Tout cela sera exacerbé par l'émergence de mesures de répression de l'immigration qui effraient déjà le réservoir de main-d'œuvre de l'industrie de la construction, a-t-il déclaré.

"Les tarifs douaniers et l'instabilité de la main-d'œuvre vont entraîner d'importants retards dans les projets. Cela va entraîner une augmentation des prix en raison du manque de disponibilité", a déclaré M. Carrillo.

Il y a aussi les industries qui n'ont pas le luxe de faire des stocks, notamment les supermarchés dont les produits agricoles se gâtent. L'impact des droits de douane se fera donc sentir dans les rayons des épiceries en l'espace de quelques jours.

On ne stocke pas les avocats", a déclaré M. Reinsch. "On ne stocke pas de fleurs coupées. On ne stocke pas de fleurs coupées. On ne stocke pas de bananes".


À Nogales, en Arizona, plaque tournante du commerce des tomates, le vendeur de fruits et légumes Rod Sbragia, qui a suivi son père dans ce métier il y a près de quarante ans, craint que les taxes à l'importation ne poussent certaines entreprises de distribution à la faillite et "ne nuisent au consommateur américain, aux choix qu'il a au supermarché".

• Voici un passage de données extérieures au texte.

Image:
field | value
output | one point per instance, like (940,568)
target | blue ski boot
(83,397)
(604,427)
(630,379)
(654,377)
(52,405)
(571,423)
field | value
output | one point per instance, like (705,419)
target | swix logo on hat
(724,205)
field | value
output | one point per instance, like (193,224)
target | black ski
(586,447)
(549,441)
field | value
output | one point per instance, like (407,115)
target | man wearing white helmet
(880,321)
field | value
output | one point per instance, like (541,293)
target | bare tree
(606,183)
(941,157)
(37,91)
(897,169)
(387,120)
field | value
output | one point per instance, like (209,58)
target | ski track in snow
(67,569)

M. Sbragia a voté pour M. Trump lors des trois dernières élections et se considère comme un "républicain convaincu". Selon lui, le président n'a pas dû être correctement conseillé sur la question.

"Alors que nous nous inquiétons du coût pour les consommateurs, des pressions inflationnistes et de la santé globale de notre population", a-t-il demandé, "pourquoi allons-nous rendre plus difficile l'accès aux fruits et légumes frais ?"

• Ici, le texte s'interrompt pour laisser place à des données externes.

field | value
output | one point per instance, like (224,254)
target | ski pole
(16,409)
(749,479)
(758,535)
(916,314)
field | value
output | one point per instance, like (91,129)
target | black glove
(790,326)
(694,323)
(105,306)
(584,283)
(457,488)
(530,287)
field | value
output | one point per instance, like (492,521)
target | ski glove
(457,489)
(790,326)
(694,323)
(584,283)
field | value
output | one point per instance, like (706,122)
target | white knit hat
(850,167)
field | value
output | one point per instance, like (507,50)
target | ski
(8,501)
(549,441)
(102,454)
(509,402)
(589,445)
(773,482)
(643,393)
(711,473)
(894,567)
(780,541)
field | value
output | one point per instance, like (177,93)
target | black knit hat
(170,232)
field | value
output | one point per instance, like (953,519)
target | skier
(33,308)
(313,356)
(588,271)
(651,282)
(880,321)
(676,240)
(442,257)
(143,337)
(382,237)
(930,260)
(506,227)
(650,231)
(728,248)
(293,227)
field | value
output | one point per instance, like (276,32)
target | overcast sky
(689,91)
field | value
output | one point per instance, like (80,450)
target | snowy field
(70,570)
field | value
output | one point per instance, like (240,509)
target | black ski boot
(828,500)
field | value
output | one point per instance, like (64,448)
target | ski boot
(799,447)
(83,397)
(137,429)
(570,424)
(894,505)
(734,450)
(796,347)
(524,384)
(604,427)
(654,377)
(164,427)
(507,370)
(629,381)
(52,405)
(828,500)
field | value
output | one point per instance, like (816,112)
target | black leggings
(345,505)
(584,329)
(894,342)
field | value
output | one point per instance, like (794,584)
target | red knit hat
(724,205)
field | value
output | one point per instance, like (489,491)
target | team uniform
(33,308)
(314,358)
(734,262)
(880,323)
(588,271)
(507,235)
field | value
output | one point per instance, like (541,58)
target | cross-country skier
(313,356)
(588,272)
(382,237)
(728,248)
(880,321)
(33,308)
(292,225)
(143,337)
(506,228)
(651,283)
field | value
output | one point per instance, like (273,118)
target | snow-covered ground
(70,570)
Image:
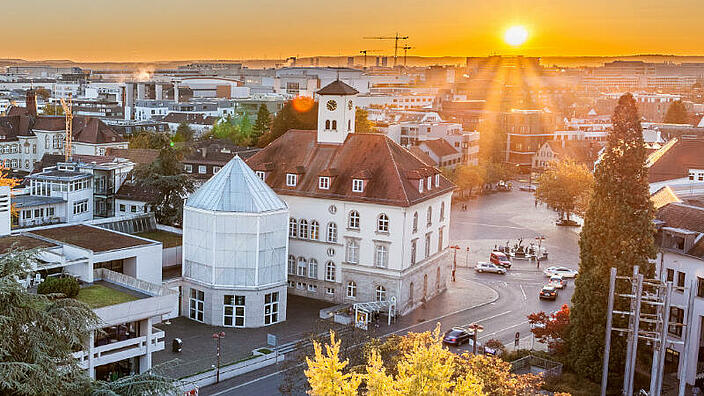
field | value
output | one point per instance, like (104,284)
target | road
(489,220)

Les agriculteurs américains risquent également d'être pris dans le bras de fer commercial de M. Trump avec le Canada, la Chine et le Mexique. Les partisans du président dans l'Amérique rurale constituent une cible tentante pour les tarifs douaniers de rétorsion. C'est ce qui s'est passé au cours du premier mandat de M. Trump, lorsque d'autres pays, notamment la Chine, ont riposté aux tarifs douaniers du président en imposant leurs propres droits sur des produits tels que le soja et la viande de porc. En réponse, M. Trump a dépensé des milliards de dollars d'argent public pour compenser les pertes de ventes et la baisse des prix.

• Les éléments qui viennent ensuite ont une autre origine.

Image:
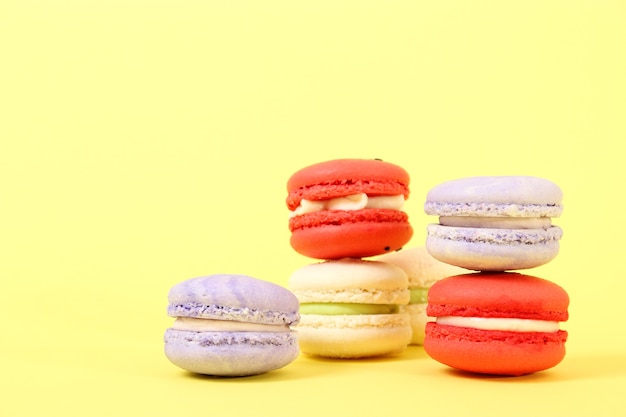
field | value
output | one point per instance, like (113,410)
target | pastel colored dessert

De nombreux agriculteurs comptent désormais sur le président pour les protéger des représailles.

"L'administration Trump a fourni un filet de sécurité", a déclaré l'ancien cultivateur de tabac Lee Wicker, directeur adjoint de l'Association des cultivateurs de Caroline du Nord, un regroupement de 700 exploitations agricoles qui fait légalement appel à des travailleurs temporaires étrangers pour travailler dans les champs dans le cadre d'un programme fédéral de visas. De nombreux agriculteurs de l'association "lui font confiance et pensent qu'il va s'occuper de tous ceux qui sont lésés par les droits de douane, et c'est vraiment tout ce que nous pouvons demander".